Die Kreise, welche Herrn Kammerer 1902 so überaus
reiche Mittel zur Verfügung gestellt hatten, erwarteten sicher von ihm eine
Förderung und keine Hemmung der Erkenntnis. Sein Eingeständnis (vergl. Heft 31 S.
496 d. Bd.), daß die vor fünf Jahren (Z. d. V. d. I. 1908, S. 1819) von ihm als
grundfalsch bekämpfte Hennigsche Betrachtung nun doch
„theoretisch vollkommen richtig“ ist, dürfte also einiges Aufsehen
erregen.
Diese Wirkung vermögen die weiteren Ausführungen des Herrn Kammerer kaum abzuschwächen. Er sucht darin – abgesehen von einigen
Bemerkungen zu dem von Herrn Stephan erwähnten Modell,
die eine Reihe für die Allgemeinheit unschädlicher Irrtümer enthalten – einerseits
nachzuweisen, daß die Hennigschen Betrachtungen zu einer
quantitativen Erklärung der Charlottenburger
Versuchsergebnisse nicht ausreichen, und lehnt andererseits Kritiker, die ihm nicht
diese restlose Erklärung seiner eigenen Versuche mitbringen, als unzuständig ab. Man
sieht leicht ein, daß dieses Verfahren eine gewisse Immunität gerade der
unzuverlässigsten Experimentaluntersuchungen begründen würde.
Herrn Hennigs Betrachtung erklärt, wie Herr Duffing
bestätigt, praktisch vollkommen Herrn Kammerers
Leerlaufdiagramm 71 für Seile, also gerade ein Diagramm mit großen Abweichungen
gegenüber Grashof, die Herr Kammerer erfolglos zu deuten
gesucht hatte (s. S. 49 seines Versuchsberichtes 1908). Bei Leerlaufversuchen mit
Riemen dagegen hatte Herr Kämmerer damals Uebereinstimmung mit Grashof
„innerhalb der Fehlergrenzen der Messung“ behauptet (ebenda S. 46), so daß
hier überhaupt keine von Herrn Kammerer bemerkte
Unstimmigkeit, sondern im Gegenteil der Umstand aufzuklären war, daß Herr Kammerer
keine Unstimmigkeit bemerkt hatte. Ich habe das in meinem Januarvortrag getan, indem
ich Herrn Kammerers Riemenleerlaufversuche (Abb. 67 des
Versuchsberichtes) „nach Ausdehnung und Genauigkeit unzureichend“ nannte, und
Herr Duffing schließt sich dem vollständig an, indem er
sagt: „die scheinbare Uebereinstimmung bei Herrn Kammerer ergab sich nur, weil er die Geschwindigkeit nicht hoch genug
getrieben hatte“.
Wenn Herr Kammerer, der nach Vorstehendem 1908
irrtümlich volle Uebereinstimmung seiner Riemenleerlaufversuche mit der Grashofschen Theorie behauptet hatte, jetzt in seiner
Zuschrift Herrn Hennigs Betrachtungen umgekehrt als unzulänglich hinstellt, die
„durchweg bedeutenden“ Ueberschreitungen der Grashofschen Achsdruckwerte zu erklären, so wird er es billig keinem Leser
verübeln können, der vor solchem Widerspruch ratlos stände. Da man aber vielleicht
noch annehmen könnte, daß ein geschärfter Blick wirklich „durchweg
bedeutende“ Ueberschreitungen erkennt, wo Herr Kammerer vor fünf Jahren befriedigende Uebereinstimmung sah, so sei es
gestattet, einige Zahlen aus dem Versuchsbericht 1908 hier anzuführen.
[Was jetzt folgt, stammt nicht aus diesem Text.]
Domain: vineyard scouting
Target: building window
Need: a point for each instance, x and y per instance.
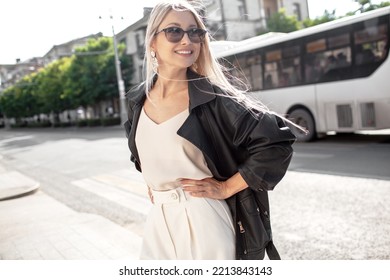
(297, 11)
(242, 9)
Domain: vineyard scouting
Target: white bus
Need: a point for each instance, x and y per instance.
(333, 77)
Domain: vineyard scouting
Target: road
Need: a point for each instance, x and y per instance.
(331, 204)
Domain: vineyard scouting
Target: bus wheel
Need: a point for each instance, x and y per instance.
(304, 119)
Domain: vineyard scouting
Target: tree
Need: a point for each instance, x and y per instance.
(91, 77)
(366, 5)
(51, 88)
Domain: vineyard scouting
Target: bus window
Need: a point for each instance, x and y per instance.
(370, 44)
(328, 59)
(271, 68)
(282, 67)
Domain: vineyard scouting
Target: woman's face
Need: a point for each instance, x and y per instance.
(180, 55)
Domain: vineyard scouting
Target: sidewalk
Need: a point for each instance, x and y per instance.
(35, 226)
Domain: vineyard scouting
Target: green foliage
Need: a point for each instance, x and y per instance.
(85, 79)
(326, 17)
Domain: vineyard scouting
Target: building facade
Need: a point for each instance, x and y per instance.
(232, 20)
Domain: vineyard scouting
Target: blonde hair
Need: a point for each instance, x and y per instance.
(207, 65)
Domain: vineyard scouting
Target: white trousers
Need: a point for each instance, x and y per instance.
(183, 227)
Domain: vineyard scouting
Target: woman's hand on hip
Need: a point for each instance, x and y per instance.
(207, 187)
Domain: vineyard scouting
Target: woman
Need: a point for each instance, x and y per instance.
(203, 147)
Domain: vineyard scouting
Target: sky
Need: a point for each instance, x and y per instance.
(30, 28)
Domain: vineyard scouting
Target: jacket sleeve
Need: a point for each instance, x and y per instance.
(128, 126)
(268, 142)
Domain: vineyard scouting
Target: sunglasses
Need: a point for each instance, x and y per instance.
(175, 34)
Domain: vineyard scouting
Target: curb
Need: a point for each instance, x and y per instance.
(14, 184)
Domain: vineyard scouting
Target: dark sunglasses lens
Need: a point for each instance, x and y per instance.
(196, 35)
(174, 34)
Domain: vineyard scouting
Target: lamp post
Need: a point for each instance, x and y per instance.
(121, 84)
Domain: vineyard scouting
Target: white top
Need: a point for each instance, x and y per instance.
(166, 156)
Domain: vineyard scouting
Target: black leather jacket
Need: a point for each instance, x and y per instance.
(231, 139)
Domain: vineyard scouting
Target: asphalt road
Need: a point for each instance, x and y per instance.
(332, 204)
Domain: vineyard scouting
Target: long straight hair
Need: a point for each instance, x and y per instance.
(207, 65)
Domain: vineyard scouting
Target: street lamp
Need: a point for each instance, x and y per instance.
(121, 84)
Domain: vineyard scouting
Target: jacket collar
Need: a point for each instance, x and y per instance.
(200, 91)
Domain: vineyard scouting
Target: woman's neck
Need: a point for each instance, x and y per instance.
(172, 82)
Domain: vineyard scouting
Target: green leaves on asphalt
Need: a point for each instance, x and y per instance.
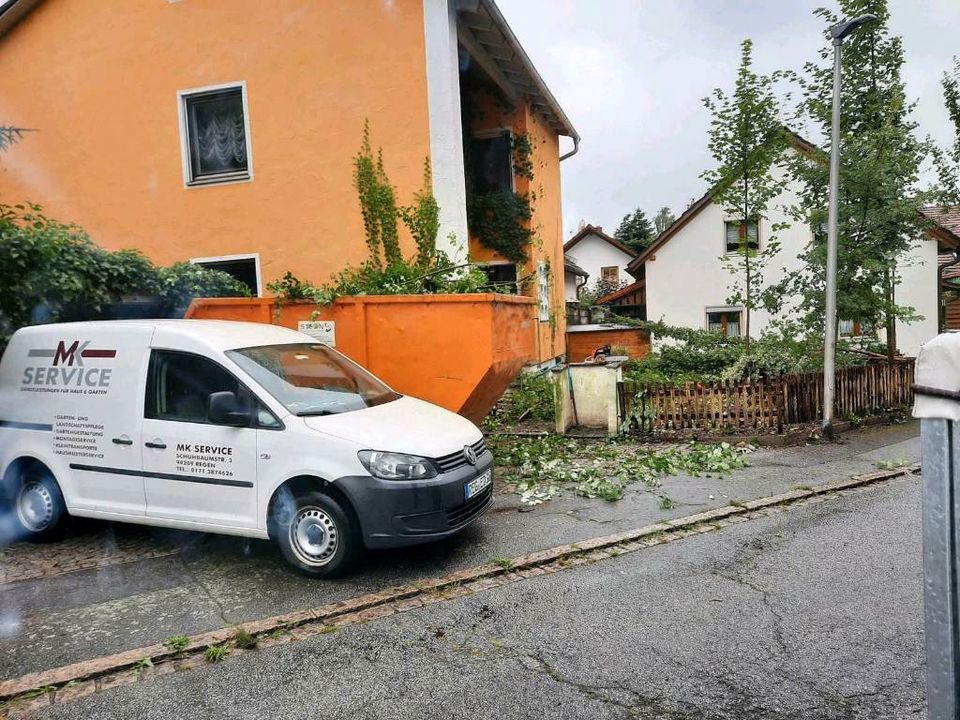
(541, 468)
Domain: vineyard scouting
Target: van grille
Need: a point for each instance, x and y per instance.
(470, 509)
(454, 460)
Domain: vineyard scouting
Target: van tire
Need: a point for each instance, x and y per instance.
(318, 536)
(36, 504)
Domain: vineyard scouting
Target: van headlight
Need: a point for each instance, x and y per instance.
(396, 466)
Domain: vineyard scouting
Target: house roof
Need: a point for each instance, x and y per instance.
(617, 294)
(796, 142)
(571, 267)
(946, 223)
(588, 230)
(483, 30)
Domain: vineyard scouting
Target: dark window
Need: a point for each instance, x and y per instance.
(243, 269)
(503, 275)
(179, 385)
(492, 164)
(725, 322)
(740, 235)
(216, 136)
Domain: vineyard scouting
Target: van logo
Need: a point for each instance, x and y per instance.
(72, 355)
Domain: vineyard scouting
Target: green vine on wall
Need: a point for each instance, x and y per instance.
(501, 219)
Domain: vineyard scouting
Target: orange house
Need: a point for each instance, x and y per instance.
(223, 131)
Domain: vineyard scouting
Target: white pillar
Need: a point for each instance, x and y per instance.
(446, 137)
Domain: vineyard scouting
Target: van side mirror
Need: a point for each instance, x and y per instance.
(223, 408)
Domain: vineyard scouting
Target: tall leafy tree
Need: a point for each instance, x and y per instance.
(635, 230)
(747, 141)
(663, 219)
(880, 157)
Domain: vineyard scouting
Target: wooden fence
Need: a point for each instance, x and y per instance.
(766, 404)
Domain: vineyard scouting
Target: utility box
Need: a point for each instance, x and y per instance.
(937, 404)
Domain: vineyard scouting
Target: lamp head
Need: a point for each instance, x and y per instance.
(839, 31)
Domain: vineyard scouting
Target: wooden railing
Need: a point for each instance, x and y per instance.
(765, 404)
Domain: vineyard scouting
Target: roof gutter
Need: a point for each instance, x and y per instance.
(576, 148)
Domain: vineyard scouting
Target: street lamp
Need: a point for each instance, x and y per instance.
(838, 32)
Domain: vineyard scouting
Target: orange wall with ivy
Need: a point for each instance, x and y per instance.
(97, 83)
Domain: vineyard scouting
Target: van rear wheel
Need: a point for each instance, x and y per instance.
(38, 508)
(317, 535)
Herr Kammerer hatte damals, wie er auf S. 52 erläutert,
vor jeder Versuchsgruppe nicht nur die Vorspannung im Stillstand, sondern auch die
Achsspannung bei Leerlauf gemessen, und da diese Achsspannungen in die
axonometrischen Schaubilder eingeschrieben sind, so steht ein reiches Material von
etwa 70 Achsdruckmessungen an leerlaufenden Riementrieben
zur Verfügung. Ich greife die vier Messungen der Hauptgruppe IV auf S. 68 und die
vier Messungen der Hauptgruppe VII auf S. 72 heraus und finde
bei einerVorspannung desRiemens
vonkg/cm
Achsdruckim Leerlauf vonKammerer
gemessenkg
Achsdruckim Leerlauf nachGrashof
berechnetkg
3,8
142
114
4,8
181
189
5,4
216
232
6,0
222
278
11,3
840
816
12,3
906
896
13,6
1004
1000
15,0
1090
1112
Wo sind nun hier bei der zweiten Hauptgruppe die. bedeutenden Abweichungen? Oder wie
kann man bei der ersten Hauptgruppe, wo es an Abweichungen nicht fehlt, behaupten,
daß „der gemessene Achsdruck bei allen Versuchen stets weit über dem
rechnungsmäßigen Achsdruck lag“ (Versuchsbericht 1913 S. 4)?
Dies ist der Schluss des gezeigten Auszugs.